Molte autorità statunitensi e straniere, infatti, continuano a considerare l’anonimato elettronico come un pericolo per la sicurezza nazionale, e propongono diversi cambiamenti all’architettura delle Rete che possano permettere un maggiore controllo, eliminando così un mezzo per l’espressione anonima di opinioni.

Molti ritengono infatti che per regolamentare Internet, e ottenere di conseguenza una forma “civilizzata” di cyberspazio, si debba limitare l’uso della comunicazione anonima, ad esempio, ricorrendo a statuti che impongano agli amministratori dei remailer anonimi il mantenimento delle registrazioni degli utenti, in modo che sia possibile risalire all’autore di un qualche messaggio in caso di bisogno.

Coloro che propongono queste legislazioni per la Rete, però, raramente si curano di spiegare il motivo per il quale le comunicazioni elettroniche debbano essere trattate in modo differente rispetto a quelle su carta stampata: i fautori della censura del cyberspazio si basano per la gran parte sull’argomento che la Rete è “pervasiva”, e cioè si introduce all’interno delle case e può presentare linguaggi o immagini inadatti a minori.

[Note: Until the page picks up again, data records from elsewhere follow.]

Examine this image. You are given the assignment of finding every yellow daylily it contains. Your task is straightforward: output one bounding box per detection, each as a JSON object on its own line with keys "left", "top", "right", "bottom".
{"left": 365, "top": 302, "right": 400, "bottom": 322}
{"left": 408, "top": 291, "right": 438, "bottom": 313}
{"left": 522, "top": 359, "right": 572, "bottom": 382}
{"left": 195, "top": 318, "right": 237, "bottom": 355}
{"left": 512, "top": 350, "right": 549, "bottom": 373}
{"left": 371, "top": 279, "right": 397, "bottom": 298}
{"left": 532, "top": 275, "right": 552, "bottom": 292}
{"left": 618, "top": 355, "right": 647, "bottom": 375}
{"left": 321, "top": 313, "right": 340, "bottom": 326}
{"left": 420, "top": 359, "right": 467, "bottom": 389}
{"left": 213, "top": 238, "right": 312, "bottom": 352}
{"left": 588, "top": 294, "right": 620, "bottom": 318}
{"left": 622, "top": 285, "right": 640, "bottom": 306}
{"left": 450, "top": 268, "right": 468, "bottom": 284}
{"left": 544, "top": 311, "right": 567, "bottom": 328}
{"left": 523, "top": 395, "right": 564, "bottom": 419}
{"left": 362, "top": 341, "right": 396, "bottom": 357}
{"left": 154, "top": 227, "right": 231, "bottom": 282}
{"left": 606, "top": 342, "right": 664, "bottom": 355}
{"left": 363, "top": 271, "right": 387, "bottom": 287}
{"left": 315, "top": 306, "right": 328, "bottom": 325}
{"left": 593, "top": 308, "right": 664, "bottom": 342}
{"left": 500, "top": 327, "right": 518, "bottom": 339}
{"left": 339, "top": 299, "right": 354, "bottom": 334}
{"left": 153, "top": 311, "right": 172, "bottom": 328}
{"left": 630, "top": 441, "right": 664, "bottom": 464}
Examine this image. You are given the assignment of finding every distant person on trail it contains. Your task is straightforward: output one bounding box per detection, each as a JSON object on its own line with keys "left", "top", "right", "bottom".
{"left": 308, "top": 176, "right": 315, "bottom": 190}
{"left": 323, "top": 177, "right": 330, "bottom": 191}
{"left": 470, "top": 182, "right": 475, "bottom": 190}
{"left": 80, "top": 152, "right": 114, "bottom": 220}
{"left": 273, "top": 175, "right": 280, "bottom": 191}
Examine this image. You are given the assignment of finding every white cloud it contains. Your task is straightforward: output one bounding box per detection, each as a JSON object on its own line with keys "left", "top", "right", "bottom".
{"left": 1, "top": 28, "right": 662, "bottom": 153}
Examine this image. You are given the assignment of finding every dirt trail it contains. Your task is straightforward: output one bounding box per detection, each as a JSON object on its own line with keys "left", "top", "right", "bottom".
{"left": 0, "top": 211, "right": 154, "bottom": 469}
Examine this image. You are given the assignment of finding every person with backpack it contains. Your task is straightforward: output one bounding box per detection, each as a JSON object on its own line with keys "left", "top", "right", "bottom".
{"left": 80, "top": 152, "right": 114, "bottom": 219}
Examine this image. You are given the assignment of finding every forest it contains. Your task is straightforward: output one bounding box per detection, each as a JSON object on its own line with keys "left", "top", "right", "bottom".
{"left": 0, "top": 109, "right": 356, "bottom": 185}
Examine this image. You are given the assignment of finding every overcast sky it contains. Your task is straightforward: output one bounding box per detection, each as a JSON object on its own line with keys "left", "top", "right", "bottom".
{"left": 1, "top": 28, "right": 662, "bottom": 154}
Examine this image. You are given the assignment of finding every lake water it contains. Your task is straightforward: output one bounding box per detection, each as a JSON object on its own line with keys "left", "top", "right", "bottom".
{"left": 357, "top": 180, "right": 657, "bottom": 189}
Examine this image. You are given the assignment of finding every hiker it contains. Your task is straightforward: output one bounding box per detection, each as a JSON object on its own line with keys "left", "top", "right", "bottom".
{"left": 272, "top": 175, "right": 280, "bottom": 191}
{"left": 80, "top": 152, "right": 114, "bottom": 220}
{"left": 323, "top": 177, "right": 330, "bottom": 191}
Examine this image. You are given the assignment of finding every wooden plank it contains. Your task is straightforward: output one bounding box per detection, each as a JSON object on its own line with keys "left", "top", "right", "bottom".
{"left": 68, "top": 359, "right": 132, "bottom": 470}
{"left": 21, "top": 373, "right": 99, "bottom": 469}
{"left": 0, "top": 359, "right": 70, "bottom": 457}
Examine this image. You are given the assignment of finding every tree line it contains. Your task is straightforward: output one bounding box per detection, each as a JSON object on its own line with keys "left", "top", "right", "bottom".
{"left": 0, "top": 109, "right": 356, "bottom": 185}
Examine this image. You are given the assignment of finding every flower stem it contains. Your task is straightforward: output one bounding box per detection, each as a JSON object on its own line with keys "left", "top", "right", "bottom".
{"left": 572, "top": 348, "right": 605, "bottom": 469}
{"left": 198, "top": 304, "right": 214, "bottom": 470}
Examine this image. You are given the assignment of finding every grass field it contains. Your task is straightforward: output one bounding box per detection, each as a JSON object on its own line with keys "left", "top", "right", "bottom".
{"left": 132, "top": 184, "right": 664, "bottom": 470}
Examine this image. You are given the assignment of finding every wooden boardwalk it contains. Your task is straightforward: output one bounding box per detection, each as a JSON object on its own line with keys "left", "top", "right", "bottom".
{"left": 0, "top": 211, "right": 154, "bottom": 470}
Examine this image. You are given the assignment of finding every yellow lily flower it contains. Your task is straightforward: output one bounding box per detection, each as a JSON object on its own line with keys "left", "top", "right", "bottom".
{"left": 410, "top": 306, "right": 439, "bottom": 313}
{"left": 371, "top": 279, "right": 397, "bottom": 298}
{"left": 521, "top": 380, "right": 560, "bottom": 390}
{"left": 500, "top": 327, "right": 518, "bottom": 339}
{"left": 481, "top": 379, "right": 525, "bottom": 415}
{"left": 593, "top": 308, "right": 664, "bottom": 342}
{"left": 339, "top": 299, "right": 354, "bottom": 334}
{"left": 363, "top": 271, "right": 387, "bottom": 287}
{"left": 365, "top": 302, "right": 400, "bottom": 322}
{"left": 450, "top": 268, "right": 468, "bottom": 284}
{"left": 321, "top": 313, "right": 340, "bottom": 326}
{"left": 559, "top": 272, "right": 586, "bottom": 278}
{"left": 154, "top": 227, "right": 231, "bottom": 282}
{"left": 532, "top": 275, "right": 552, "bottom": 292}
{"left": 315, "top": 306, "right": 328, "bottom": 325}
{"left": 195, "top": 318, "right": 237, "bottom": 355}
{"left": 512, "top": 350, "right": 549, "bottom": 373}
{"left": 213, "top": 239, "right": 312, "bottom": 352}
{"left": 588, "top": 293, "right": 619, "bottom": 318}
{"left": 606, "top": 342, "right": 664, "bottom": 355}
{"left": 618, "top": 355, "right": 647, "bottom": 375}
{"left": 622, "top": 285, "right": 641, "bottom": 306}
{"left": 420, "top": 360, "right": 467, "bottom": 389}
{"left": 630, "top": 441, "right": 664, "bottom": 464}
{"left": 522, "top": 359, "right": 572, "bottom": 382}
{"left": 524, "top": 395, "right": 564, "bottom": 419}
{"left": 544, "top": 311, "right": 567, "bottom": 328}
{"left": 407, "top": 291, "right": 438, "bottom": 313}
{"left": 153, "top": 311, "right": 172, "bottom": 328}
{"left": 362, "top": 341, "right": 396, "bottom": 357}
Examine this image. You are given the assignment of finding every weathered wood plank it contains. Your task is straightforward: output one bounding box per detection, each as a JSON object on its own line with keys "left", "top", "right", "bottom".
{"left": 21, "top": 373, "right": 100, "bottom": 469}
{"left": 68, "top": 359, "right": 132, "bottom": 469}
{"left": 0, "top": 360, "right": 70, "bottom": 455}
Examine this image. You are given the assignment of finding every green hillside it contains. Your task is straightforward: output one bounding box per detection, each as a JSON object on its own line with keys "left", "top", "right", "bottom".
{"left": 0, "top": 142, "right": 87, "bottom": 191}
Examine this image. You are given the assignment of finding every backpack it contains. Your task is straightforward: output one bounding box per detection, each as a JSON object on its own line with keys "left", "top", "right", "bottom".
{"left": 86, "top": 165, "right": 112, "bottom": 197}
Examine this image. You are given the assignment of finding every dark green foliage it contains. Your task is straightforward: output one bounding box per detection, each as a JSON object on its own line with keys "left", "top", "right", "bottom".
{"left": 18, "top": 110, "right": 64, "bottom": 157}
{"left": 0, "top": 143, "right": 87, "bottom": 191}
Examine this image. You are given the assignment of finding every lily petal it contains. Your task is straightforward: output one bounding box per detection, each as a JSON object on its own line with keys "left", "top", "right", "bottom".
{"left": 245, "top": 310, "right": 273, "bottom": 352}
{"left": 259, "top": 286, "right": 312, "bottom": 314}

Basta poco, comunque, per rendersi conto che Internet non è neanche lontanamente “invasivo” come la radio o la televisione: un navigatore del cyberspazio è molto più libero di scegliere gli argomenti e le immagini a cui si troverà di fronte, rispetto a un semplice spettatore televisivo.

Un altro argomento molto amato dai censori di Internet è che esso è più pericoloso rispetto alla stampa poiché anche i messaggi più marginali raggiungono un’audience decisamente più vasta in pochissimo tempo. Ma l’affermazione che la comunicazione controversa è accettabile solamente quando raggiunge uno scarso numero di ascoltatori è decisamente antidemocratica.

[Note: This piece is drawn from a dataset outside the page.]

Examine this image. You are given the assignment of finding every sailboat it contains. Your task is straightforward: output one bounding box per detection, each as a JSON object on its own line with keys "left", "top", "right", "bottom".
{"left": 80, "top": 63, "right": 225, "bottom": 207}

Infine, un argomento strettamente legato è rappresentato dal fatto che l’anonimato su Internet è più pericoloso a causa della carenza di “intermediari” (editori, produttori, agenti letterari), che possono conoscere la vera identità dell’autore anonimo. Anche questa tesi è decisamente antidemocratica poiché presuppone che l’anonimato è accettabile solamente a patto che sia controllato da un’elite di informati: questa attitudine elitaria non dovrebbe fare parte della moderna filosofia della libertà di parola.

Ciononostante, le autorità continuano a fare pressione per limitare l’anonimato su Internet, proponendo l’adozione di nuove tecnologie che permettano di individuare usi e abusi della Rete. Nel mondo “reale”, ad esempio, le compagnie telefoniche sono obbligate a mantenere le informazioni sulle chiamate per un determinato periodo di tempo, in modo da poterle fornire alle autorità in caso di bisogno. Ma il cyberspazio, per la sua conformazione di natura caotica, permette a chiunque di accedervi senza che il proprio nome e dati personali siano conservati da qualche parte: l’anonimato e gli pseudonimi sono insiti nell’architettura della Rete.

Così, se da un lato i rappresentanti della legge e del governo premono per limitare le libertà, in modo da avere un maggiore controllo sul fenomeno Internet, dall’altra numerose persone si battono per la conservazione dei diritti fondamentali anche nel cyberspazio: basti pensare a Freedom, il nuovo prodotto che garantisce privacy assoluta distribuito da ZeroKnowledge http://www.zeroknowledge.com, a PGP http://www.pgpi.org, che offre la possibilità di comunicazioni sicure via Internet, o ai numerosi remailers e servizi di anonimizzazione a disposizione, ad esempio il famoso http://www.anonymizer.com.

In conclusione, i problemi legati all’anonimato, come la difficoltà nel risalire ai responsabili di crimini informatici o perpetratori di truffe online, devono trovare un’altra soluzione. È impensabile permettere che i governi rifiutino di garantire ai propri cittadini i diritti e le libertà di base, come purtroppo sta accadendo in Cina e in Australia http://www.efa.org.au.

Le voci anonime e coperte da pseudonimi in Internet sono parte di una ricchissima tradizione dei mezzi di comunicazione precedenti, tradizione che ha tutelato la libertà di espressione per secoli: esse non devono quindi essere fatte tacere.